18. The method of any one of claims 1-17, wherein the human stem cell is a pluripotent stem cell or an induced pluripotent stem cell.

19. A recombinant human pluripotent stem cell knocked-out for a lineage specification gene.

20. The recombinant human pluripotent stem cell of claim 19, wherein a negative selection marker is knocked into the lineage-specification gene locus, under the control of the lineage-specification gene promoter and/or enhancer.
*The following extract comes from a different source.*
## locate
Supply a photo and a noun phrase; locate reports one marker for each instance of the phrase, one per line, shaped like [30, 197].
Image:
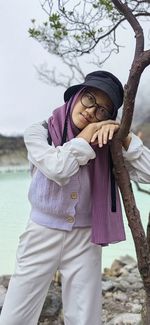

21. The recombinant human pluripotent stem cell of claim 20, wherein the negative selection marker is selected from the group consisting of thymidine kinase an apoptosis inducer, and a toxic gene

22. A recombinant human pluripotent stem cell comprising a selection marker and exogenous promoter inserted into the lineage-specification gene, wherein the selection marker inactivates the lineage specification gene.

23. The recombinant human pluripotent stem cell of claim 22, wherein the selection marker is an antibiotic resistance gene.

24. The recombinant human pluripotent stem cell of any one of claims 19-23, wherein the linage specification gene locus is silent in the human stem cell.

25. The recombinant human pluripotent stem cell of any one of claims 22-25, wherein the exogenous promoter is active at silent gene loci.

26. The recombinant human pluripotent stem cell of claim 27, wherein the promoter is a housekeeping promoter.

27. The recombinant human pluripotent stem cell of claim 25 or 26, wherein the promoter comprises the nucleic acid sequence selected from the group consisting of SEQ ID NOS: l-6, of functional equivalents thereof.

28. The recombinant human pluripotent stem cell of any one of claims 19-27, wherein the lineage specification gene is selected from the group consisting of a gene encoding interleukin-2 receptor subunit gamma (IL2RG), brachyury, glucagon, insulin, somatostatin, a lineage-specification cell surface marker, a lineage-specification transcription factor, a cytokine or hormone receptor.